BOSH monitors deployed VMs and release jobs' processes on those VMs via the Health Monitor and the help of the Agent, and Monit.


VMs

The Health Monitor continuously checks presence of the deployed VMs. The Agent on each VM produces a heartbeat every minute and sends it to the Health Monitor over NATS.

The Health Monitor is extended by a set of plugins. Each plugin is given an opportunity to act on each heartbeat, so in cases of failure it can notify external services or perform actions against the Director.

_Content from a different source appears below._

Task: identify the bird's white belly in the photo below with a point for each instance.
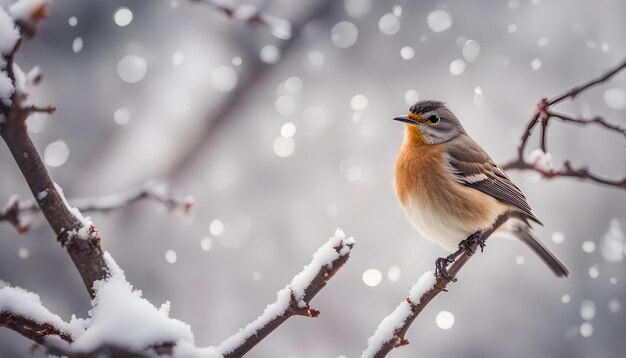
(437, 227)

Health Monitor includes the following plugins:

  • Event Logger: Logs events to a file
  • Resurrector: Recreates VMs that have stopped heartbeating
  • Emailer: Sends configurable e-mails on events receipt
  • JSON: Sends events over stdin to any executable matching the glob /var/vcap/jobs/*/bin/bosh-monitor/*
  • OpenTSDB: Sends events to OpenTSDB
  • Graphite: Sends events to Graphite
  • PagerDuty: Sends events to PagerDuty.com using their API
  • DataDog: Sends events to DataDog.com using their API

See Configuring Health Monitor for detailed plugins' configuration.

Resurrector Plugin

Resurrector plugin continuously cross-references VMs expected to be running against the VMs that are sending heartbeats. When resurrector does not receive heartbeats for a VM for a certain period of time, it will kick off a task on the Director to try to "resurrect" that VM.

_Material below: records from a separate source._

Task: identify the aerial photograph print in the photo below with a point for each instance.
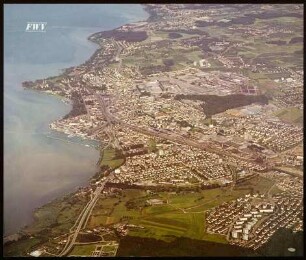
(153, 129)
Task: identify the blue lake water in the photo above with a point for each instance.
(36, 167)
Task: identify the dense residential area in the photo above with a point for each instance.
(199, 113)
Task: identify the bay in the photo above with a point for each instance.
(37, 168)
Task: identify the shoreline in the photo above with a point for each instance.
(20, 233)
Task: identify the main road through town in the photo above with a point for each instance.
(81, 220)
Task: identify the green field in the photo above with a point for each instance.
(182, 216)
(83, 250)
(291, 115)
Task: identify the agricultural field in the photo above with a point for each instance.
(180, 215)
(291, 115)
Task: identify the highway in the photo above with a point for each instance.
(82, 220)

See Automatic repair with Resurrector for details.


Processes on VMs

Release jobs' process monitoring on each VM is done with the help of Monit, version 5.2.5. Monit continuously monitors presence of the configured release jobs' processes and restarts processes that are not found. Process restarts, failures, etc. are reported to the Agent which in turn reports them as alerts to the Health Monitor. Each Health Monitor plugin is given an opportunity to act on each alert.


SSH Events

The Agent on each VM sends an alert when someone/something tries to log into the system via SSH. Successful and failed attempts are recorded.


Deploy Events

The Director sends an alert when a deployment starts, successfully completes or errors.


NATS

NATS monitoring requires BOSH version 268.4+ and can be enabled by setting the director property enable_metrics_endpoint to true as described here. The monitoring endpoint is exposed locally on the director VM. More information about it can be found in the NATS documentation.


NGINX

Nginx monitoring requires BOSH version 268.3+ and can be enabled by setting enable_metrics_endpoint to true.

  • Enable it for the director here. Metrics will be available locally on the director VM at the configured director nginx port.
  • Enable it for a director with a local blobstore here. Metrics will be available locally on the director VM at the configured blobstore nginx port.

More information about the endpoint can be found in the NGINX documentation.